This, to me, is the essence of the place. It explains so much of how and why things do or don’t happen. There is an acceptance of good with bad, of happiness and sadness, of wealth and having very little, of things that work and don’t work.
This is a Buddhist way of looking at life and Thais take their Buddhism very seriously. Acceptance of this life while making merit for your next life is part of the Buddhist philosophy.
This attitude of acceptance  makes for a very relaxed holiday. As a gay visitor, you won’t be asked to explain yourself. You won’t be asked where your wife is. There should be no reason for you to feel uncomfortable asking for a double bed. You will simply be accepted for who you are.
If you can keep hold of this idea of ‘mai pen rai’, your time in Thailand will be far more relaxed. When you are shopping, keep it fun. Thais love a joke. If you can, joke with the vendors. They appreciate a laugh and it ends up a far better way to get a special price than threatening to go elsewhere and steaming off in a huff over a few baht.
When you are in a restaurant and the wrong food comes out, as it will now and then, try it anyway. One of the best meals I have had in Thailand was a mistake.

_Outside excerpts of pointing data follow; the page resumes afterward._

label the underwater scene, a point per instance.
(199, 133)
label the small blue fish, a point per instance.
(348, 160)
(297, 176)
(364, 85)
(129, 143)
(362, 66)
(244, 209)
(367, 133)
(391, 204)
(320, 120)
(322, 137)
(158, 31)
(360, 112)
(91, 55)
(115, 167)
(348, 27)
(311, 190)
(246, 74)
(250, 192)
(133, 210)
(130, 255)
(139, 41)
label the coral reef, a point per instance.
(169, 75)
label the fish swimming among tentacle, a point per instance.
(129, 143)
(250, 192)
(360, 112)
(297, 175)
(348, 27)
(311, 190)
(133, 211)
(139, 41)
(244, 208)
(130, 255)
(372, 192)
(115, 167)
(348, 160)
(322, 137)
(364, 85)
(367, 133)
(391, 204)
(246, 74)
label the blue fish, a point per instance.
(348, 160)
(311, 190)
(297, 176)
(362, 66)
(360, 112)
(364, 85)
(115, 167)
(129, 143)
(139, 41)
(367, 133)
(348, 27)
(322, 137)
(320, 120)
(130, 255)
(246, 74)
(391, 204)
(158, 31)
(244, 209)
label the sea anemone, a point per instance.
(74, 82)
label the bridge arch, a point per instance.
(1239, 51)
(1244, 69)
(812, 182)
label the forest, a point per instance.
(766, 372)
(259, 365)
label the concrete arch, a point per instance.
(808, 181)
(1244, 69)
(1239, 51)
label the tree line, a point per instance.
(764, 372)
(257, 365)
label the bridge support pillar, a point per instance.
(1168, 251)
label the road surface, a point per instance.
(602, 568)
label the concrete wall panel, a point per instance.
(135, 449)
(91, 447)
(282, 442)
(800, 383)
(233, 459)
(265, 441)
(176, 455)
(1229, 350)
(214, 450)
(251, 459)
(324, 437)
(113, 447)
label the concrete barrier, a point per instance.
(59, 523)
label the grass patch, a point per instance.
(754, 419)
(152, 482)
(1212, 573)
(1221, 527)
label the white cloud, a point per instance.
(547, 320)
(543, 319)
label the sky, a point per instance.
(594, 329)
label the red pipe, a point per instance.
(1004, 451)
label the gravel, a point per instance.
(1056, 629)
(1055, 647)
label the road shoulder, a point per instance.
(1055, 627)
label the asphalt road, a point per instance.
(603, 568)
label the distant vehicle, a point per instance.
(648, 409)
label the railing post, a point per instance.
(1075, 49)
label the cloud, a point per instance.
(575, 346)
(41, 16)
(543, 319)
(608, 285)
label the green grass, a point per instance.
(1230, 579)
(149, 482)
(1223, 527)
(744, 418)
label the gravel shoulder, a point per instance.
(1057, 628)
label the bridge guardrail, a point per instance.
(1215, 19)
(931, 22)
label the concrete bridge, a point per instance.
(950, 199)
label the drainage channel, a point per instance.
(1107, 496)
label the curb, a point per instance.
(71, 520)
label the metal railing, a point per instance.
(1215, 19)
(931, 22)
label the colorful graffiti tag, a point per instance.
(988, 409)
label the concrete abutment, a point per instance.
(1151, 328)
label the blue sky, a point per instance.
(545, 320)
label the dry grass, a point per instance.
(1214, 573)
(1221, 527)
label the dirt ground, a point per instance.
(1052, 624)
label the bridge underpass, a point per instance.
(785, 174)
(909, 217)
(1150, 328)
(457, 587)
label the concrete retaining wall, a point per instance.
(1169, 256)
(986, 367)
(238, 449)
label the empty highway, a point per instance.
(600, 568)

Ask the waiter for a special recommendation, something Thai-style. You don’t have to order from the menu. Thais don’t. Let them know if you like your chili. The words ‘ped’ (hot) or ‘mai ped’ (not hot) are worth remembering.
Be careful with ‘ped’ — hot food in Thailand will take your breath away, literally. Most places will adjust the chili content for visitors.
The boys and girls who work in bars are there to sell drinks and food and sometimes sex. It’s just a job. Relax and talk to them.
Half the boys working in gay bars are straight. They need a job and gay bars are the best place for tips and take away… if you know what I mean.
Their pay is usually sent to family in the countryside who may be living on almost nothing. Just watch out for falling in love with a bar boy. Bangkok and Chiang Mai are littered with the casualties of these doomed romances.
There may be times when things go wrong. Your flight is late, the bus doesn’t turn up, you are charged too much, your room isn’t ready — the usual dramas of travelling. These things can be annoying and this is when the Thai smiles may seem to be all wrong.
The Thai way is that things must always appear to be right even though they are not. Smiling makes things seem right. It doesn’t mean they don’t care or don’t understand. They don’t want to lose face.
If you can smile back and be polite — even make a joke — see how fast things will improve.